Daily AI-Investing Landscape Update
SK Hynix and SanDisk's High Bandwidth Flash Standard Arrives as Zimbabwe Bans Raw Lithium Exports
Thursday, February 26, 2026 · 26 items
The Day's Thesis
Today crystallized a fundamental tension in the AI infrastructure buildout: while memory architects engineer solutions for tomorrow's inference bottlenecks, resource nationalism is reshaping the critical mineral supply chains that underpin the entire technology stack. The convergence signals a new phase where technical innovation must navigate increasingly fragmented commodity markets.
AI & Research Frontier
MIT researchers delivered a breakthrough in LLM training efficiency that could reshape compute economics — their new method doubles training speed by utilizing idle computing resources while maintaining model accuracy. This development arrives as NVIDIA's Jensen Huang publicly pushed back against market concerns that AI threatens software companies, arguing instead that AI will enhance traditional software businesses.

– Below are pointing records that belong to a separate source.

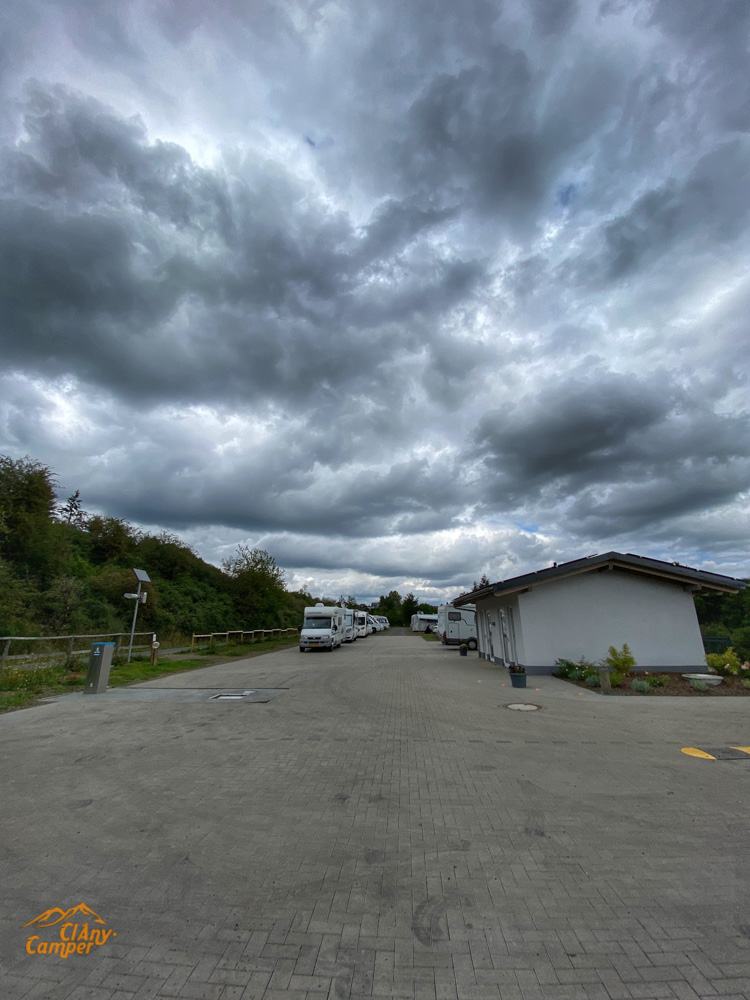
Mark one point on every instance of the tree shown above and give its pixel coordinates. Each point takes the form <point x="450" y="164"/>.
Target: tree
<point x="27" y="503"/>
<point x="112" y="539"/>
<point x="257" y="587"/>
<point x="409" y="608"/>
<point x="72" y="512"/>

The efficiency gains from MIT's approach could significantly reduce demand for GPU computing capacity, potentially easing the supply constraints Huang warned would persist for "a couple of quarters." Meanwhile, Nokia and AWS are piloting AI automation for real-time 5G network slicing, with AI agents managing traffic and service quality autonomously — a development that could accelerate the edge computing buildout essential for distributed AI workloads. The cellular AI research emerging from MIT promises to revolutionize drug discovery by providing holistic cellular information, creating new compute-intensive workloads that will demand the very infrastructure improvements these other breakthroughs enable.
Technology & Infrastructure
SK Hynix and SanDisk's joint announcement of the High Bandwidth Flash (HBF) standard represents a critical infrastructure evolution, specifically targeting AI inference servers where storage performance has become the new bottleneck. This memory technology addresses the growing mismatch between compute capacity and data access speeds in AI workloads. The timing is particularly significant as NVIDIA warns of constrained gaming GPU supply for the next two quarters, potentially creating shortages that extend beyond consumer markets into data center expansion plans.